I know this won’t be a very popular position, but I was against Pete Rose being declared ineligible for the Hall of Fame from the very beginning.
The proof is somewhere in the archives over at ESPN, on which I appeared in a point-counterpoint with friend and Bay Area baseball writer Kit Stier hosted by the now broadcast legend Robin Roberts on the day Rose’s lifetime ban was announced..
I wasn’t particularly well-known at the time, so maybe ESPN couldn’t find anyone to come to Pete’s defense, but I disagreed with the decision to allow the permanent ban imposed by Commissioner Bart Giamatti to also apply to his slam-dunk qualifications for the Hall of Fame, which the Hall’s board codified a couple of years later to keep him off the ballot.
No, I wasn’t trying to spring Rose from his responsibility for breaking Major League Baseball’s most sacred rule (other than the “infield fly,” of course), just protesting the notion that the man with the most hits in the history of the sport should be denied Hall of Fame induction for something he did as a manager.
I also pointed out during that appearance that the Hall of Fame wasn’t exactly packed with players worthy of canonization. Ty Cobb was about as flawed a human being as ever stuck his spikes in a shortstop’s face. He even boasted at the time that he killed a man and got away with it.
Don’t see how betting on your own team comes close to that, but the rule against the mortal sin of gambling on the sport certainly warrants a ban that prevents anyone found guilty of it from either playing or managing ever again.
And, for the record, it doesn’t really matter whether he bet for or against his team, which was the basis for some people to come to his defense. Even betting on his team to win put Rose in a position to make managerial decisions that could endanger a player or even damage his team’s postseason chances, not to mention the obvious damage to the integrity of the game. He got what he deserved, which became clearer and clearer as he refused for nearly two decades to admit that he had actually done the deed.
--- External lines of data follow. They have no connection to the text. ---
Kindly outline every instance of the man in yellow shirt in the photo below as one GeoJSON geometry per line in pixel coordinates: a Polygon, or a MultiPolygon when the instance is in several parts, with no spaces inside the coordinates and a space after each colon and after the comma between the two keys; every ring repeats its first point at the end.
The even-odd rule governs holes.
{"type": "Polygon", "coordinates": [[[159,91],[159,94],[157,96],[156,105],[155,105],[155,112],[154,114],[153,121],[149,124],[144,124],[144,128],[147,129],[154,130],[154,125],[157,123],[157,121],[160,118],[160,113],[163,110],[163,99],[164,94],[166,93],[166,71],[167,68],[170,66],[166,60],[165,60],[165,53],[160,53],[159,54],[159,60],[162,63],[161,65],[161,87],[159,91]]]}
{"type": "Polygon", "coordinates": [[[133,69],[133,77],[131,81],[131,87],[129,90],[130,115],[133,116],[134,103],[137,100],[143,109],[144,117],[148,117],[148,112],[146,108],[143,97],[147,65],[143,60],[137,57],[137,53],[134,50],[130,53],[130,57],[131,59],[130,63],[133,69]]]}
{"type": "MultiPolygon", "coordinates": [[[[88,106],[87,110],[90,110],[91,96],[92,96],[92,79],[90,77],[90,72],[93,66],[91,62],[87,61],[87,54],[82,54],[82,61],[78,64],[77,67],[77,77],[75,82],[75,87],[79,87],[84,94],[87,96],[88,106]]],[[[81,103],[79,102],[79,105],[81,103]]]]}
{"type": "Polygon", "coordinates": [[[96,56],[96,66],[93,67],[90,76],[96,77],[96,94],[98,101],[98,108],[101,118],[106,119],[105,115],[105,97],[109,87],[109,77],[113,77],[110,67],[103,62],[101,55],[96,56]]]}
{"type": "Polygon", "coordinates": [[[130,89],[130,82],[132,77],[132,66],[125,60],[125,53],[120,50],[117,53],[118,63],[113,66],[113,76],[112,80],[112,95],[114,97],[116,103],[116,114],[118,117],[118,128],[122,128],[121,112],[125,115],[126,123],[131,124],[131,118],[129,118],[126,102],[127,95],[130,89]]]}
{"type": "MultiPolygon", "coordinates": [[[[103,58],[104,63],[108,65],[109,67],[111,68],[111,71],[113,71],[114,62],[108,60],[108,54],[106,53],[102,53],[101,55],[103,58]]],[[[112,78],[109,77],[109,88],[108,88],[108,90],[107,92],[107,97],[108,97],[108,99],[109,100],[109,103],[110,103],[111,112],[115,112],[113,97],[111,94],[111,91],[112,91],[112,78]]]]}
Pete really was his own worst enemy. Going to Cooperstown to do autograph signings during Hall of Fame Weekend. Remaining defiant when the evidence against him was iron-clad. Basically making money off the notion that he was some kind of baseball martyr.
Still, I’ve always felt that Rose would have had a chance at reinstatement if not for the tragic death of Giamatti not long after that historic decision.
Giamatti had left the door open to reinstatement at some point, but in the years after his death it was pretty obvious that Commissioner Fay Vincent and later Bud Selig – both close friends – felt an obligation to leave the ban untouched.
Finally, current commissioner Rob Manfred announced on Tuesday that – henceforth – a lifetime ban will no longer extend beyond a player’s lifetime, making Rose, “Black Sox Scandal” conspirator “Shoeless” Joe Jackson and 14 other banned players eligible to be voted into the Hall of Fame by the Classic Baseball Era Committee in 2027.
It’s about time. There is no question that Rose deserves induction for a glorious playing career that included 17 All-Star selections and, of course, an all-time hits record that likely will never be broken.
His nickname was “Charlie Hustle,” and he was a hustler in more ways than one, but the Hall of Fame has never been truly complete without him.